Former president Deng Xiaoping, who began China’s flirtation with capitalism, is famously said to have formalised this contest between the two factions by laying down that one would succeed the other by turn. This, he believed, would check the influence of both. Hu, who was picked by Deng to succeed Jiang Zemin as president, was a party youth recruit; his father owned a teashop. Jiang, on the other hand, was a princeling.
This year, 10 years after he relinquished power to Hu, Jiang himself was the great untold story of the 18th party congress: the 86-year-old leader took the stage several times and gave the impression of having much more to do with the selection of the PSC than was customary for a former president, onceremoved. Xi is said to be his protege, or at the very least, a ‘princeling’ fellow-traveller.
This fact could provide some indication of China under its new leader, who is a complete unknown where policy is concerned. Like always, the world media is squeezing every factoid dry in their quest for a glimpse into his mind. But like all known things in the opaque world of Chinese politics, facts reveal just as much as they are persuaded to. Xi’s personal history reveals a deeper source of his confidence than privilege. Hardship and poverty followed wealth when his father fell from Mao’s grace. During the dreaded Cultural Revolution, Xi was sent to a small village for ‘re-education’. He is supposed to have lived in a cave, a huge change from a courtyard home with cooks and nannies. But this information is hard to sift from party propaganda.
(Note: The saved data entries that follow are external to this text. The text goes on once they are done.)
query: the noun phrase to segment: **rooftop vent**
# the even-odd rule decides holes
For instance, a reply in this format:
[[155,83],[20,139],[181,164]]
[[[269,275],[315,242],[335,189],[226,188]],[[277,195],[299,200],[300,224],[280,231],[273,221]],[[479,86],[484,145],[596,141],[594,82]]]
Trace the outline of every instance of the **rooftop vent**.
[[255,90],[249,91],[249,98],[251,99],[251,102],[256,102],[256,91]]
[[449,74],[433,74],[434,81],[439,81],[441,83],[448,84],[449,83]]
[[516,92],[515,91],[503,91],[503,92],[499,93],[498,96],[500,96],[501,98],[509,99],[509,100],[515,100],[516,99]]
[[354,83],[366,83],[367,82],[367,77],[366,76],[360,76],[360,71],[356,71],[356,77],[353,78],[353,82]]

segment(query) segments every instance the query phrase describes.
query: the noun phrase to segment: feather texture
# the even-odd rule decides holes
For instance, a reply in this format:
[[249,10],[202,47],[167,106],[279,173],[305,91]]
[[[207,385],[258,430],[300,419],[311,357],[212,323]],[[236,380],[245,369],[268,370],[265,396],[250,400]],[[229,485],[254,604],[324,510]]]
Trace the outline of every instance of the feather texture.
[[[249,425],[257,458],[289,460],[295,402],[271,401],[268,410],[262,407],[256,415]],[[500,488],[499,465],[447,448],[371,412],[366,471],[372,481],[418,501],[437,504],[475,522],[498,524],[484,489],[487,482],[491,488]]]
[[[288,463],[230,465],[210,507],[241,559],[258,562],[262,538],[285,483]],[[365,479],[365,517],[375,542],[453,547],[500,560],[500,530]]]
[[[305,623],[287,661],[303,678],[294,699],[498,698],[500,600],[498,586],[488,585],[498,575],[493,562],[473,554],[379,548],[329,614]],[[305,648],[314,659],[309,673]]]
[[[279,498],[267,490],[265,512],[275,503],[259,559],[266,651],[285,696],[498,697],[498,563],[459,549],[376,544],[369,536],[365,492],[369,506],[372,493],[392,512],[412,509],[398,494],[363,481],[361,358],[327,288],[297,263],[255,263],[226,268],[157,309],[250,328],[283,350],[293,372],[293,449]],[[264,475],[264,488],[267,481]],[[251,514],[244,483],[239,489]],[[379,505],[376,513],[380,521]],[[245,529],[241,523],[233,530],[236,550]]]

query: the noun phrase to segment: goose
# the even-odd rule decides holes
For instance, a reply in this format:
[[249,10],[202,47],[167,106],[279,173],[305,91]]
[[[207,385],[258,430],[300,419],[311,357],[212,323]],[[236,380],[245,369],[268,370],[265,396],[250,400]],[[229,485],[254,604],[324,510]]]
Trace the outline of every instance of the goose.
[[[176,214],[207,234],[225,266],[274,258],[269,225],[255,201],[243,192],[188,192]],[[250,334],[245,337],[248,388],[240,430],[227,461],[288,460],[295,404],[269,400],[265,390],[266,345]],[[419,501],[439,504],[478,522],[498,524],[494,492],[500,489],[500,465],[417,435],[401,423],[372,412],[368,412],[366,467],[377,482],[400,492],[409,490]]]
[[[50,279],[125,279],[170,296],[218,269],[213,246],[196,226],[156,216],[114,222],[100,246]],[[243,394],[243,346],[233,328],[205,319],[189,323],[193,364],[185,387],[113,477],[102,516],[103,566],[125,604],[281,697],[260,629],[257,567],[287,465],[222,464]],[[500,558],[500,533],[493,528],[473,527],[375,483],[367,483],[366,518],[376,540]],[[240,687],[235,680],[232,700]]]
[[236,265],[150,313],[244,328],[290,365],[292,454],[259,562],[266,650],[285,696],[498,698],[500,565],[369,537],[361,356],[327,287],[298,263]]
If Xi is going to follow Jiang’s lead, however, it will help to remember the record of the former: Jiang’s tenure was marked by nationalist demonstrations and the beginnings of China’s assertiveness against the US. He forced the US, and its newly-elected leader George Bush to back down after forcing an American spy plane to land in China.
In an interview with a Chinese magazine in 2000, Xi warned against being too ambitious when taking a new post. “You always want to do something new in the first year,” he said. “But, it’s a relay race.” He also quoted an ancient Chinese philosopher as saying: “Don’t try to do the impossible.”